Colombia is among the 130 nations that have acquired weaponry, drones, and cyber espionage technology from Israel, which ranks as the world's tenth-largest arms exporter.
The South American country’s military and police have for decades used Israeli-manufactured rifles, pistols and missiles.
Its air force operates some 20 Kfir multirole combat aircraft, and the country produces Galil automatic rifles and Spike missiles under Israeli patent.
Colombia was among the first countries to condemn Israel’s military onslaught against Gaza. Petro has been a critic of the regime’s ground and aerial offensives against Palestinians in the coastal territory.
In October, just days after the start of the Gaza war, Israel said it was “halting security exports” to Colombia after Petro lambasted Israeli minister for military affairs Yoav Gallant for using language about the people of Gaza similar to what the Nazis did.

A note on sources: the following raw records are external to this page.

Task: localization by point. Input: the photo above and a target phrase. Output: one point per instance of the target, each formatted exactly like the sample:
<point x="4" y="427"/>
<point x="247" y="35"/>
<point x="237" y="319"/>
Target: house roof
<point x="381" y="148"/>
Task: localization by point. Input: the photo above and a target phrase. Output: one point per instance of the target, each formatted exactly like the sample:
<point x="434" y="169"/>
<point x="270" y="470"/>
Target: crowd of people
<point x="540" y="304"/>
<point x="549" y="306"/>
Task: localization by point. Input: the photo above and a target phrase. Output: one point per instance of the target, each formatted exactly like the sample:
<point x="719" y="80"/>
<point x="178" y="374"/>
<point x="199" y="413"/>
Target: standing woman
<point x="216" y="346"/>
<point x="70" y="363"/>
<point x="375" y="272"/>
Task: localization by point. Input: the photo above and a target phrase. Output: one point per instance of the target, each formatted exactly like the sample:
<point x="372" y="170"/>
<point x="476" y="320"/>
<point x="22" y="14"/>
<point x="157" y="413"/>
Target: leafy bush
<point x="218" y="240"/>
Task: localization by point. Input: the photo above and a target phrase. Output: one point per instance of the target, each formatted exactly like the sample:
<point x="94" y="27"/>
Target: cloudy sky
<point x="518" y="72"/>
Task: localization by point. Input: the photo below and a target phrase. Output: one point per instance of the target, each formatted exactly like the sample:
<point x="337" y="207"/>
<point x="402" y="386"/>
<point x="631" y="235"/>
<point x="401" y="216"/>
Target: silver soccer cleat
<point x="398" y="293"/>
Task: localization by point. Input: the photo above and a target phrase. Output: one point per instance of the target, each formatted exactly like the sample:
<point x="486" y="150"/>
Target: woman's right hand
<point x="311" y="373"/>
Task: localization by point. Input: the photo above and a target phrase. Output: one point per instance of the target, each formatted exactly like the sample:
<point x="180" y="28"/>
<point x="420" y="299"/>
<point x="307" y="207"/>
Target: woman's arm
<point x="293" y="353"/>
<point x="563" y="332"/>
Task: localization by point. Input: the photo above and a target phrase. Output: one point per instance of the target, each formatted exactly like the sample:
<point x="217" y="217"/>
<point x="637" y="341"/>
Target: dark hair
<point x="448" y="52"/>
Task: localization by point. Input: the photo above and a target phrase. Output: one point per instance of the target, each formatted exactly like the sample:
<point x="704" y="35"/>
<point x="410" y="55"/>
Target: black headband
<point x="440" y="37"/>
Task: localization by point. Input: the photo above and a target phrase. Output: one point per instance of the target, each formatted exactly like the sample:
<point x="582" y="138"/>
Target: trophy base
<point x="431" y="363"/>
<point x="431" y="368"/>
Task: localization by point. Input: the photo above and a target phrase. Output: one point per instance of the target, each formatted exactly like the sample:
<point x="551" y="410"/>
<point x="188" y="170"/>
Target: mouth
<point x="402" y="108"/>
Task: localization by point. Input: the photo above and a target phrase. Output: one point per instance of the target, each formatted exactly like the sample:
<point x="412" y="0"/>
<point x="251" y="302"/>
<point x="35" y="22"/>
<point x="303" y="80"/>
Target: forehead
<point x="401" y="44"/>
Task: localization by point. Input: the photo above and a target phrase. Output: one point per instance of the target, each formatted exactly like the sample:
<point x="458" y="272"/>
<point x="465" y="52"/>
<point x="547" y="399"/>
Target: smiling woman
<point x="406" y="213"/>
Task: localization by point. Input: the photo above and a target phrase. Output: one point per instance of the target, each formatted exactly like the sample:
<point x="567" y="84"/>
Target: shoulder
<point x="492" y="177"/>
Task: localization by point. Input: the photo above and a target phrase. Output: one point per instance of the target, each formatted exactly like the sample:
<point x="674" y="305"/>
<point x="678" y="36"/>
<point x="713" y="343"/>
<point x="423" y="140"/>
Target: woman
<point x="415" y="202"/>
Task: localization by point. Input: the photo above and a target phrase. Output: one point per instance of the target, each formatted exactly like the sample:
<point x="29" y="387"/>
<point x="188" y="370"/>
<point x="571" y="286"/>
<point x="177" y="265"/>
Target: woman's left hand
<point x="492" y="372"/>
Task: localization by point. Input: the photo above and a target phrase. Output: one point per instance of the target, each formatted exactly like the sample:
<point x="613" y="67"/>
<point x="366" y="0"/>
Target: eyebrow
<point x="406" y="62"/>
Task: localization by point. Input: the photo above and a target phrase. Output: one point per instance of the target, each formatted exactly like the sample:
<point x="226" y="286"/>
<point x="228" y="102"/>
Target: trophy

Colombia’s president has also emphasized that “democratic peoples cannot allow Nazism to reestablish itself in international politics.”
The Israeli military has killed at least 112 Palestinians and injured 760 more in an attack on a crowd waiting for food in Gaza City.
Hundreds of starving Palestinians had gathered to collect food aid when the Israeli military opened fire on them, in an attack that has been described as a massacre of civilians.
Israel waged its brutal war on Gaza on October 7 after the Palestinian Hamas resistance group carried out Operation Al-Aqsa Storm against the usurping entity in retaliation for its intensified atrocities against the Palestinian people.
At least 30,035 Palestinians have since been killed in Gaza, and 70,457 others injured amid mass destruction and shortages of necessities.
Israel has also imposed a crippling blockade on the coastal enclave, leaving its population, particularly residents in the north on the verge of starvation.
The Israeli war has pushed 85 per cent of Gaza’s population into internal displacement amid acute shortages of food, clean water and medicine, while 60 per cent of the enclave’s infrastructure has been damaged or destroyed, according to the United Nations.